The manner in which a company conducts its business activities abroad is largely influenced by the institutions in its country of origin. As for industrial relations, it has been shown that different companies handle similar economic challenges in very different ways and that this depends largely on how institutionalized working relations are.

Scholars point to a “an increasingly limited country-of-origin effect”, in the sense that TNCs are increasingly detaching themselves from national constraints, although national economies continue to be a significant reference point. TNCs often come under pressure to adopt their host country’s national standards, but they generally develop a certain flexibility in order to retain elements of their own management culture.

In an analysis of the entrepreneurial behaviour of German TNCs abroad, scholars identified a certain degree of “Anglo-Saxonization” of corporate management styles, although entrepreneurial activity more broadly continued to align with German institutions. This was particularly true in transnational labour relations, in which the rhetoric of cooperative relations and partnerships was predominant.

Ultimately, it is nation-states, or rather communities of nation states, that would have to introduce political regulations to keep corporations in check.
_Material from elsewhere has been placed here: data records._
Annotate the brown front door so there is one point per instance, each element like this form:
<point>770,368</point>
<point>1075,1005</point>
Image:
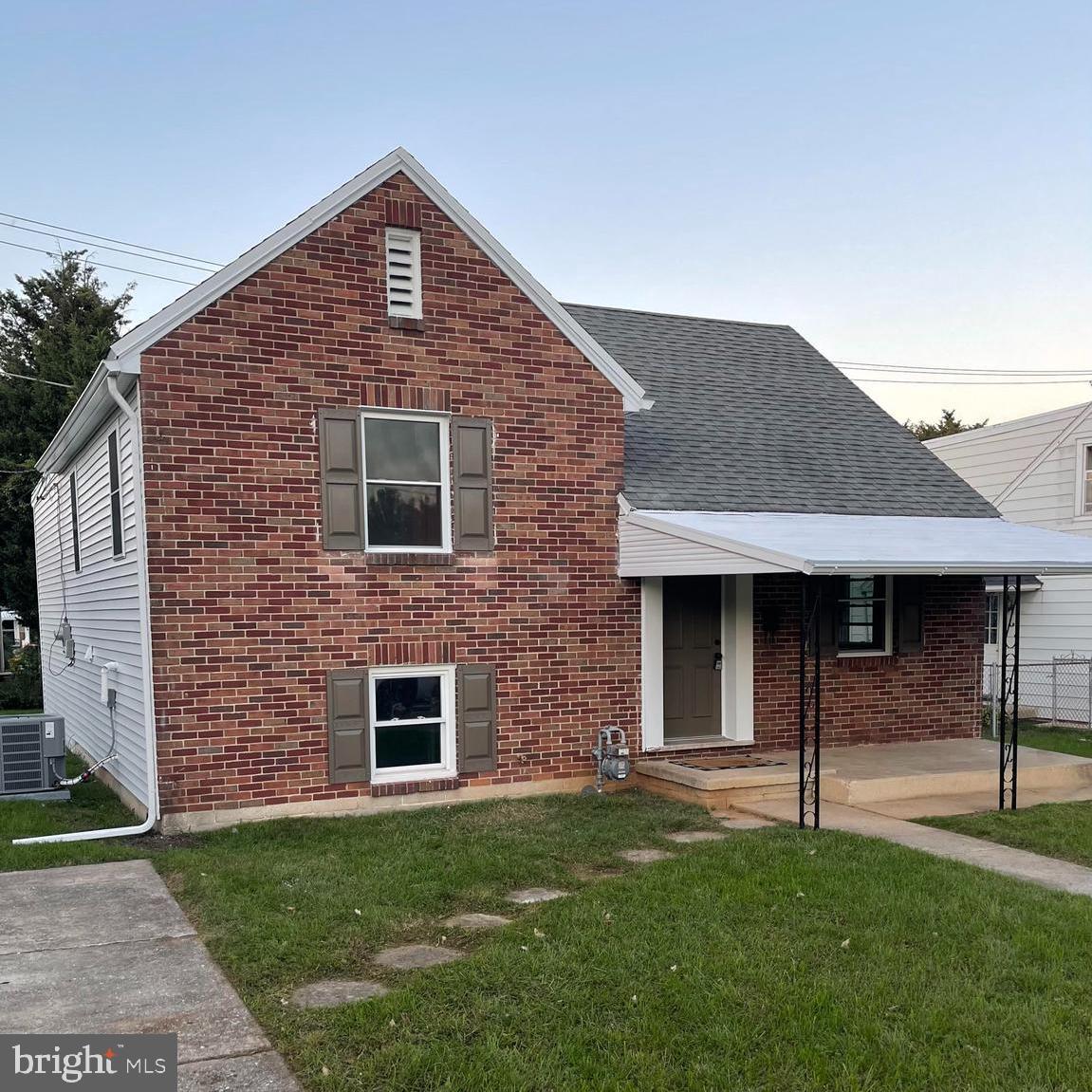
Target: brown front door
<point>692,657</point>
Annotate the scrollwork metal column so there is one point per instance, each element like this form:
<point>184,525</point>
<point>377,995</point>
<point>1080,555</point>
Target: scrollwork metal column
<point>810,713</point>
<point>1008,726</point>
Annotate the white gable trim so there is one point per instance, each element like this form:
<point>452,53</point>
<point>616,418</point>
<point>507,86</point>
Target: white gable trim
<point>1064,435</point>
<point>149,332</point>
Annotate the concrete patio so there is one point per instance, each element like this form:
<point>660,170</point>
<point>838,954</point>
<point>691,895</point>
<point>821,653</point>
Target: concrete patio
<point>106,949</point>
<point>912,779</point>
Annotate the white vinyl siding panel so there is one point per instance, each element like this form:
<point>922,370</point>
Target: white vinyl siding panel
<point>102,608</point>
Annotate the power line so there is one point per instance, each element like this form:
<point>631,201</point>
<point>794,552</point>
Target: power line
<point>103,266</point>
<point>106,238</point>
<point>972,382</point>
<point>118,250</point>
<point>33,379</point>
<point>961,371</point>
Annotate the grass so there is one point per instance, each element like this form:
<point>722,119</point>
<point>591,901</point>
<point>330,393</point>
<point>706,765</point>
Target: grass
<point>723,968</point>
<point>1055,830</point>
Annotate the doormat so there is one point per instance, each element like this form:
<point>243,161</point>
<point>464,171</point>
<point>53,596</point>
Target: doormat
<point>734,762</point>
We should not be too optimistic. All the same, which developments are signs that change is afoot?

Some progress has been made, but there is still much to be done. In June 2021, pressure from civil society forced Germany to pass the Supply Chain Act, which refers to the UN Guiding Principles on Business and Human Rights and came into effect in 2023. This is a step in the right direction since it represents a shift away from voluntary CSR programmes toward binding human rights requirements.

That said, it will initially only apply to companies with a registered office or branch office in Germany that employ at least 3,000 people and, from 2024, to companies with over 1,000 employees. If companies neglect their due diligence obligations, the Federal Office of Economics and Export Control can collect fines from their net turnover or exclude them from public contracts.

But even that only applies to a company’s in-house business practices and those of its direct suppliers, not to direct subcontractors. It is common knowledge that human rights violations are often committed by subcontractors, i.e. at the beginning of the supply chain. In addition, there are no civil liability regulations, which means that companies are only liable for damages caused by disregarding their duty of care. In general, injured parties have little chance of winning compensation.

Negotiations around a legally binding international agreement on business and human rights have been ongoing at the UN level since 2014. Of course, economically powerful countries such as Germany oppose large-scale regulation that they view as excessively detailed, citing the national supply chain acts as justification. But such regulations are precisely what we need to prevent companies from using regulatory loopholes to shirk responsibility. This is where civil society must maintain and even increase pressure on governments.